Stephan Balkenhol used traditional wood carving made popular during the Middle Ages to create his sculptures of men and women. Using large tree trunks of poplar and Douglas fir, he carves away wood and bark to form life like busts. His male and female heads at this museum are realistic, but also show the viewer that they are comprised of wood.
En Masse is a Montreal based group of artists that transform derelict spaces into collaborative murals. Using only black, grey and white, the artists involved are unified through color palette. En Masse has transformed vacant buildings into works of art across the country including Art Basel, in addition to an entire room at the museum, complete with bean bags to lounge upon and examine the work.
Folkert de Jong’s lifesize sculptures are made from found materials that are often not recyclable with traditional methods. The artist uses foam and Styrofoam along with other found materials, pieces together large scale horses, humans and allegorical figures.
Montreal artist Gilles Mihalcean’s eco-sculptures have been popular in Quebec since the 1970s. In the museum’s collection, his piece “Portrait of my Father” is a sculpture column made from found wooden furniture, like bed knobs and chair legs, which are assembled then further carved into shape.

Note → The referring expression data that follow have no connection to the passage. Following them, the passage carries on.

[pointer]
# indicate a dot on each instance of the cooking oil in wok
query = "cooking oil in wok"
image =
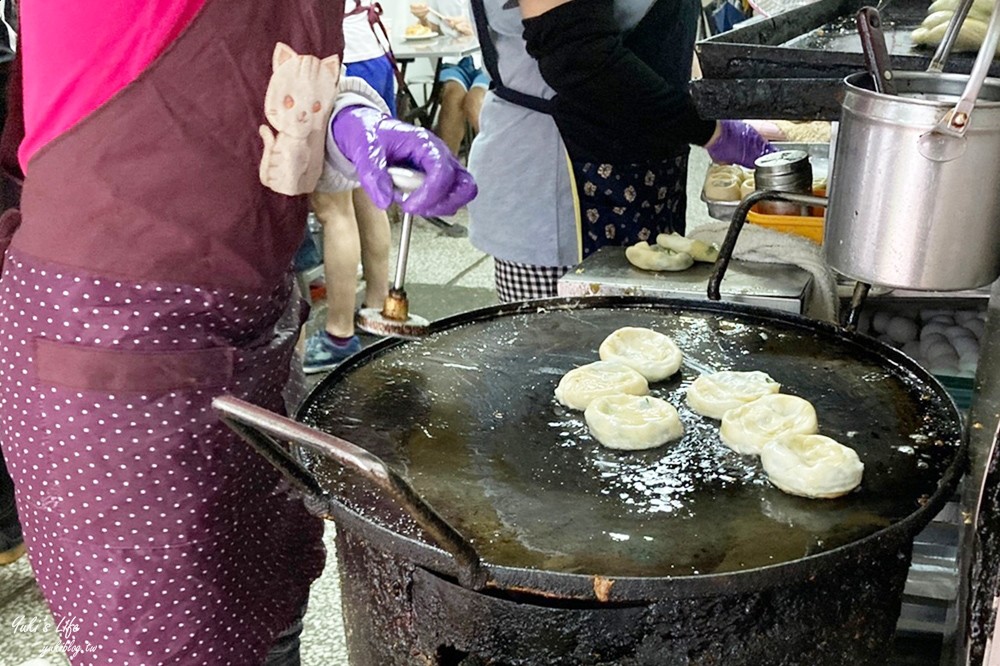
(468, 416)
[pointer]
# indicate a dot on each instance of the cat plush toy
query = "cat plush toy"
(298, 102)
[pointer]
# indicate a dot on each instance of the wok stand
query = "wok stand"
(736, 226)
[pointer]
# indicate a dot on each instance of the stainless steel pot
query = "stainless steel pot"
(901, 215)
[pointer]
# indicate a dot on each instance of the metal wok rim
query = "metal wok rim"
(561, 585)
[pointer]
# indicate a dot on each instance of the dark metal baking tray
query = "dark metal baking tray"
(792, 65)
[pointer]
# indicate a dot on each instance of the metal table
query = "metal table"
(608, 272)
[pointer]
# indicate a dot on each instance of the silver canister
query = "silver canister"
(785, 171)
(900, 218)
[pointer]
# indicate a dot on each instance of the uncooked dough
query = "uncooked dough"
(812, 466)
(655, 258)
(632, 422)
(715, 394)
(580, 386)
(970, 36)
(698, 249)
(651, 353)
(746, 429)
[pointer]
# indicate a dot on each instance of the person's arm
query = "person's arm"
(533, 8)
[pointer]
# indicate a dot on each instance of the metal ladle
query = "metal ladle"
(395, 319)
(946, 141)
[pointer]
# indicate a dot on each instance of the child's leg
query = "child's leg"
(341, 254)
(373, 225)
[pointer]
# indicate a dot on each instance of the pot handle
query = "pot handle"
(259, 428)
(736, 226)
(956, 121)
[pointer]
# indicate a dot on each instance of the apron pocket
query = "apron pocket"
(114, 370)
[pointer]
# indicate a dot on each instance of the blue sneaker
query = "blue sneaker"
(322, 354)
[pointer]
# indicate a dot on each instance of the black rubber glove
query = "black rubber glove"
(610, 106)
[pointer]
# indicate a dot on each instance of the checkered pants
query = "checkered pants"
(522, 282)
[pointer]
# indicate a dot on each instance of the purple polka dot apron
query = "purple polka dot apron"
(149, 274)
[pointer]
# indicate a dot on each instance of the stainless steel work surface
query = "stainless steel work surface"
(608, 273)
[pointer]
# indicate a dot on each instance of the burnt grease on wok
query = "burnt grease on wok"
(468, 415)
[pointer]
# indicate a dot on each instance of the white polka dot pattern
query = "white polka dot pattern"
(165, 537)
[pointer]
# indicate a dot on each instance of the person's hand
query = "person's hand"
(373, 142)
(460, 25)
(420, 10)
(735, 142)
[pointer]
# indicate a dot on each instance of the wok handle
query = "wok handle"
(739, 219)
(875, 51)
(259, 427)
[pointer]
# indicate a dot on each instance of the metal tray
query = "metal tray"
(819, 156)
(791, 66)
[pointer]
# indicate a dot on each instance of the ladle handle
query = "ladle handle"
(739, 219)
(950, 36)
(259, 428)
(404, 180)
(874, 49)
(956, 121)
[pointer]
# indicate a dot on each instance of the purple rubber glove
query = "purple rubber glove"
(373, 142)
(738, 143)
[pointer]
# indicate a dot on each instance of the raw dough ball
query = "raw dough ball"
(715, 394)
(880, 321)
(655, 258)
(746, 429)
(632, 423)
(651, 353)
(580, 386)
(698, 249)
(812, 466)
(902, 329)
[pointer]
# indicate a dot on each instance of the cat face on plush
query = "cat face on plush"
(301, 91)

Havana based duo, Los Carpinteros, use their woodworking skills to hone large scale objects. Their “Jewelry Box” comes complete with many workable drawers, but is in the shape of a grenade. The group is inspired by their upbringing in Cuba, and the tradition of woodworking.
The late artist Nam June Paik often worked with disused televisions. A member of the Neo-Dada movement, Fluxus, Pak’s sculpture collages fused the culture represented by TV with various shapes, like musical instruments or animals. His multimedia sculptures were often accompanied with music and performance.